For those crossing, particularly unaccompanied children, there are opportunities and risks. A new U.S. president promised to dismantle his predecessor’s policies governing asylum seekers who arrive at the southern border. Exactly who the new administration is allowing into the country is unknown, but thousands of children from Central America and Mexico who arrived in recent weeks are now in U.S. custody. Some families have been sent to relatives in the U.S. while they wait for asylum court appointments. And thousands of others have been expelled, mostly to Mexico, where they will decide whether to cross again or return home.
Migration flows at the U.S.-Mexico border are increasing for the third time in seven years under Republican and Democratic presidents. Unlike the Trump administration, President Joe Biden has chosen not to expel immigrant children — like the unaccompanied 7-year-old girl from Honduras photographed in Texas this week by the Associated Press — who arrive at the southern border without a parent. And new rules put in place by the Biden administration mean some families with “acute vulnerabilities” are being released to family in the U.S. and allowed to pursue asylum, while others in almost identical circumstances are not.

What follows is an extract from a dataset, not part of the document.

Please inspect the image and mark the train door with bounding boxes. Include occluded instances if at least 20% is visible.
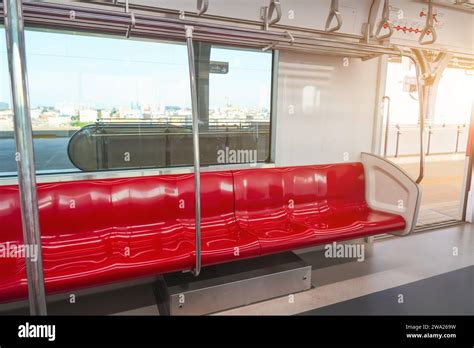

For migrant children and teens journeying from Mexico to the U.S., there is uncertainty, fear, hope and lots of waiting. On a recent day at a plaza near the McAllen-Hidalgo International Bridge point of entry into the U.S., a deported migrant boy launched a paper plane into the air while playing with other migrant children in Reynosa, Mexico.
A day earlier in Brownsville, Texas, a young child clutched a migrant woman’s arm as they waited for a humanitarian group to process them after Border Patrol agents processed and released them at a bus station. Similar scenes play out every day in towns in Mexico and the U.S. — snapshots of the uneven luck met by immigrants arriving by the thousands at the border.